With panoramas, he adds, "you have the time to absorb the experience and to immerse in it on your own timetable."

Sanford Wurmfeld, an art professor at New York City's Hunter College has painted two abstract panoramas — Cyclorama 2000 and E-Cyclorama — which have been displayed in both Europe and the United States.

He says it is the absence of the digital sound and fury that makes wall paintings so enjoyable. Visitors do hear muffled cannon and gunfire in the background at the Waterloo panorama, but it's very low-tech compared to what you could experience on any home computer today.

"It is exactly in contrast to the Internet, video, and other 'hot media' that I think my panoramas take on their greatest function," he said in an e-mail to The Associated Press.

"The new media tends to encourage passive viewing. I see painting as the ultimate example of the static medium which requires the most active participation by the viewer to experience it fully."

Image:
In this July 23, 2009 photo, a model horse and painted troops are seen as part of the Waterloo Panorama in Waterloo, Belgium. The panorama shows French General Napoleon Bonaparte's final battle which took place in 1815. (AP Photo/Jim Buell)Jim Buell / AP

The panorama of the Battle of Waterloo is 330 feet long and 36 feet high. It was inaugurated in 1912. Since then the years have left a mark.

Leaking rainwater mars the soaring canvas in several places. The dimmed light cannot hide the dust covering life-sized soldiers and horses on the artificial terrain that blends into the painting.

Visitors to the area can also tour the actual battlefield, several museums and other attractions, including the Butte du Lion, or Lion Mound, an artificial hill with a view of the battlefield that was built as a monument to mark the spot where the Netherlands' Prince of Orange was wounded during the fight.

Traveling panoramas were popular across Europe in the 19th century, showing country folk exotic scenes of distant cities, landscapes and historical events.

Image:
This July 23, 2009 photo shows Visitors climbing to the top of the Lion Mound in Waterloo, Belgium. The top of the monument offers a striking view of Waterloo's battlefields, only 40 miles away from France. However, the view of farmlands lacks the re-creation found at the nearby panorama. (AP Photo/Jim Buell)Jim Buell / AP

The International Panorama Council believes 120 or so survive worldwide in various sizes and conditions — half of them in Europe, 40 in Asia, about 10 in North America.

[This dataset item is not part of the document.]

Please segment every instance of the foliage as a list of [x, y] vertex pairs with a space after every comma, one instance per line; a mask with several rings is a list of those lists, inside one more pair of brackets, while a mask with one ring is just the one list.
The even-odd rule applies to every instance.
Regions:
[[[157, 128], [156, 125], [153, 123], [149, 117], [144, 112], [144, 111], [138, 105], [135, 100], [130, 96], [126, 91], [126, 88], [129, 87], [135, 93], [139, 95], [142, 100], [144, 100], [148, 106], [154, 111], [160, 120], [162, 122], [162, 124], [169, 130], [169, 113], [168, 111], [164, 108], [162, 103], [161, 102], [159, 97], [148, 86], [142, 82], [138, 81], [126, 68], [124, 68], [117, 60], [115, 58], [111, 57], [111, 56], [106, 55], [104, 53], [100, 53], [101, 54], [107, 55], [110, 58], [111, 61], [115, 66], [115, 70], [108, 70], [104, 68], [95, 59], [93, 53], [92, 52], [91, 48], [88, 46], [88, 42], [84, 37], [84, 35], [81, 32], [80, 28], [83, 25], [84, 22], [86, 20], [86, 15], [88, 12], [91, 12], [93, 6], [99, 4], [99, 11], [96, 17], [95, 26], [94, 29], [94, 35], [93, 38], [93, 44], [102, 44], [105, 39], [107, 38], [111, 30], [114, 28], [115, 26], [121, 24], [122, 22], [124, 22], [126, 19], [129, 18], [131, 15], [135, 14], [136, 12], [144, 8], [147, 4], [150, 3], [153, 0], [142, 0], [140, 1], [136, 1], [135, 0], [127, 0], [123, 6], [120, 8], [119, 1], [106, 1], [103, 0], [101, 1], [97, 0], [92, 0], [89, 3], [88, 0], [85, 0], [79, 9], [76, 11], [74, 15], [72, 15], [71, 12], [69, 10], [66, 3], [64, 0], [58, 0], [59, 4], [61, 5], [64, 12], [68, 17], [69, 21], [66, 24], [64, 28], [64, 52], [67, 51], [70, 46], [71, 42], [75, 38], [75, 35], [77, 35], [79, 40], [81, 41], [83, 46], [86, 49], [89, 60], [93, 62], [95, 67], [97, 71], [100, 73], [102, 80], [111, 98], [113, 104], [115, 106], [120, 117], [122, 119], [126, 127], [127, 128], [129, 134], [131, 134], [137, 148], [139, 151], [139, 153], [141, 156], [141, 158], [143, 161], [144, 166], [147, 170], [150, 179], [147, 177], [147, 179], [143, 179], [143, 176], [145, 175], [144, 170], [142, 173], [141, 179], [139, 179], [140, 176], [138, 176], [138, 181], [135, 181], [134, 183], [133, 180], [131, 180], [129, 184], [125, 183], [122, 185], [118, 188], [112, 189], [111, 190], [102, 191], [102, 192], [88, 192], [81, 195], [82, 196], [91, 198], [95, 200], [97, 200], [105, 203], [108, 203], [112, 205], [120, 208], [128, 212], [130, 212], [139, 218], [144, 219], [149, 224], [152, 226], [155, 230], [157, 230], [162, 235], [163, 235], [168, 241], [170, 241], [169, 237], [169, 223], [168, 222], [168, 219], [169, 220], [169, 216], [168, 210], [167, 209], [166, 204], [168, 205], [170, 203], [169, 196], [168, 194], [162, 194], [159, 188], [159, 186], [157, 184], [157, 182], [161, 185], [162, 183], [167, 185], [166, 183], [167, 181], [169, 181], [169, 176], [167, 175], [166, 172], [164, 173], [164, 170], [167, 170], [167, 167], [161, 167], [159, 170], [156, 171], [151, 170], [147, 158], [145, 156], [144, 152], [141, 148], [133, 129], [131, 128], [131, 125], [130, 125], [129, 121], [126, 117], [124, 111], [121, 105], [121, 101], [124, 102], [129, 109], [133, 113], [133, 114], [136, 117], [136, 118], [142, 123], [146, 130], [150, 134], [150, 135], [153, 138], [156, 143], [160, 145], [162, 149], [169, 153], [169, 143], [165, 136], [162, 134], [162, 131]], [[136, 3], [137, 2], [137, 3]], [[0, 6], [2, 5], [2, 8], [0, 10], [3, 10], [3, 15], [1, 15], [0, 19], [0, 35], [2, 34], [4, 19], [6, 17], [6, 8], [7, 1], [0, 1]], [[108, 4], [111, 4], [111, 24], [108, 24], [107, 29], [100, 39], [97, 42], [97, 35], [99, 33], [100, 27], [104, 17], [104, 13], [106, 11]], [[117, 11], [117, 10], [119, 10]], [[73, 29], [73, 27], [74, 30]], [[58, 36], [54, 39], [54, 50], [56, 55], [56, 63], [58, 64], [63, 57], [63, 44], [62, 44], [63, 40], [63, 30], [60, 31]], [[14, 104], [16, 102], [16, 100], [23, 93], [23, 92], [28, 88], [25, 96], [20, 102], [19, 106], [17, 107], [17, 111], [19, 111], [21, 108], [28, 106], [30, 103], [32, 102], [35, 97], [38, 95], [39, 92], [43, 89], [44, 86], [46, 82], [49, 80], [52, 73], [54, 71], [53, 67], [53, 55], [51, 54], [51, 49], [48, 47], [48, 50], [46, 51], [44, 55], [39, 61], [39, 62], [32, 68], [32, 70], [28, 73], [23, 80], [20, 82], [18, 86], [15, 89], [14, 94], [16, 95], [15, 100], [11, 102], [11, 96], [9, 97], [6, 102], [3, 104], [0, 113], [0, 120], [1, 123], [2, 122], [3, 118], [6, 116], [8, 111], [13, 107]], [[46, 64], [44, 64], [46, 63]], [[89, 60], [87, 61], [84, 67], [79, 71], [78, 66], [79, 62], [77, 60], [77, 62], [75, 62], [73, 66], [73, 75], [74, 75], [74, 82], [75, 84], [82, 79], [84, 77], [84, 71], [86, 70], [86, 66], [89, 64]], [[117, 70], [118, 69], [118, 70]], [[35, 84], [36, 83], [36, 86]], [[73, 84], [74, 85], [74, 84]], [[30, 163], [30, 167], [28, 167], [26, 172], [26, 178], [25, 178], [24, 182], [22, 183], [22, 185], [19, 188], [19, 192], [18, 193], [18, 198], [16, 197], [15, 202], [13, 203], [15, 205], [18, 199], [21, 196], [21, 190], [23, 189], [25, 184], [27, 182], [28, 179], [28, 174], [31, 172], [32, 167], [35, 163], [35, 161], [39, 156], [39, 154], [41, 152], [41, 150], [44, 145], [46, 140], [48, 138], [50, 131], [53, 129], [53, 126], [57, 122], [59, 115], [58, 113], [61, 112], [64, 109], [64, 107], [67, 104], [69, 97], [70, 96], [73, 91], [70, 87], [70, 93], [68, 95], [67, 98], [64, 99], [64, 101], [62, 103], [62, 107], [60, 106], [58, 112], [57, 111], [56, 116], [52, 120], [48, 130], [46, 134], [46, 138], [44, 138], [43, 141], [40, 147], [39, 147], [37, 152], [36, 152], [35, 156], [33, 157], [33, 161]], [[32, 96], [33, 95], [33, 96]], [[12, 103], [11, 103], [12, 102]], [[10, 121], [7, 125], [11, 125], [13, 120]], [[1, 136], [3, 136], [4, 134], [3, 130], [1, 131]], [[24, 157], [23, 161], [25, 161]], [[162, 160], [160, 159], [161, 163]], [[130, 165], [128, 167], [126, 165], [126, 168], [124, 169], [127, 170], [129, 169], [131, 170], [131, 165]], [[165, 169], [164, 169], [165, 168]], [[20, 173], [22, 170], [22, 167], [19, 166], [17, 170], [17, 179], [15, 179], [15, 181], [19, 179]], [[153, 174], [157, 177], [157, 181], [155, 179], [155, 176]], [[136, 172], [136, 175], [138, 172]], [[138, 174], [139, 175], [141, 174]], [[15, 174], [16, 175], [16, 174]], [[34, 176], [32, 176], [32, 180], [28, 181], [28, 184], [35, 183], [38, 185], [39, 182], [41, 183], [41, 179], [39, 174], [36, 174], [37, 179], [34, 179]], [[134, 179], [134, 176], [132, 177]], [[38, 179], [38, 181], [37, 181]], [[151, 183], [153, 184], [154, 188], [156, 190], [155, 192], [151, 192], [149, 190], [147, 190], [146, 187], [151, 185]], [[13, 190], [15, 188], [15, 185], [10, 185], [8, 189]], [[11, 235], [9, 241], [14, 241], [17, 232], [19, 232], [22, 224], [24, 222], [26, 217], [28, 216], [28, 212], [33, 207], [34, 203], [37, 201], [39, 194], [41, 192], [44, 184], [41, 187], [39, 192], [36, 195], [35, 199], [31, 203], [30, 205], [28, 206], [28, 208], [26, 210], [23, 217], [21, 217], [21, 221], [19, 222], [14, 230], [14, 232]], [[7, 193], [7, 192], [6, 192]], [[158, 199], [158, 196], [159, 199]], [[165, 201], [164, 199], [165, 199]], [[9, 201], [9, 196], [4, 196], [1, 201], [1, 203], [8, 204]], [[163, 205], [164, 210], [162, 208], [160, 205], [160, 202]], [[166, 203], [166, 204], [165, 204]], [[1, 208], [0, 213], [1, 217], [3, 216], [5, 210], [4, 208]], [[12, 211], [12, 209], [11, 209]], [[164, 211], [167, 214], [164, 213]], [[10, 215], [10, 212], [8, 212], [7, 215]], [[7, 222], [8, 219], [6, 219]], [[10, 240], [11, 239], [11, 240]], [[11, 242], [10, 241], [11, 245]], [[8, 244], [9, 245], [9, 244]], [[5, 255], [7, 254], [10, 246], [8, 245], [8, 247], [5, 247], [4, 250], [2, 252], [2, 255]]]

A popular panorama in the U.S. is the Gettysburg Cyclorama in Pennsylvania, depicting the Battle of Gettysburg, a turning point in the Civil War.

Cairo has Africa's only one. It shows the "Panorama of the Epic of 6th October 1973" that set off — depending on your Mideast bias — the Fourth Arab-Israeli War, the Yom Kippur War, the Ramadan War or the October War.

Scott Wilcox, a curator at the Yale Center for British Art, estimates "hundreds and hundreds, if not thousands" of traveling panoramas were painted in the 150 years after Irish painter Robert Barker invented them in 1792.

Barker coined the word panorama from Greek: 'pan' meaning everything and 'horama' meaning view.

"I must admit, some 15-20 years ago when virtual reality started, we thought the popularity of panoramas would diminish. But that is not the case," Storm, the panorama council chief, said in a telephone interview.

Wilcox, who wrote his master's thesis on panoramas in 1976, speaks of a "new burst of popularity."

He credits panoramas' ability to create a unique illusion and a public nostalgia for the survival of the large-scale art form.

More than 20 panoramas have been painted in the last decade, including two abstract ones by Wurmfeld.

"I find this the most satisfying form of painting in which I am now involved," he said. He plans to paint at least two more if he can find venues interested in exhibiting them.

Wurmfeld's inspiration comes from the mother of all panoramas: the Panorama Mesdag in The Hague, Netherlands.

It is Europe's biggest panorama, showing an 1881 Dutch dunes-and-beach scene on a curved space of 377 by 49 feet. The work of Dutch painter Hendrik Willem Mesdag, it receives 130,000 visitors a year.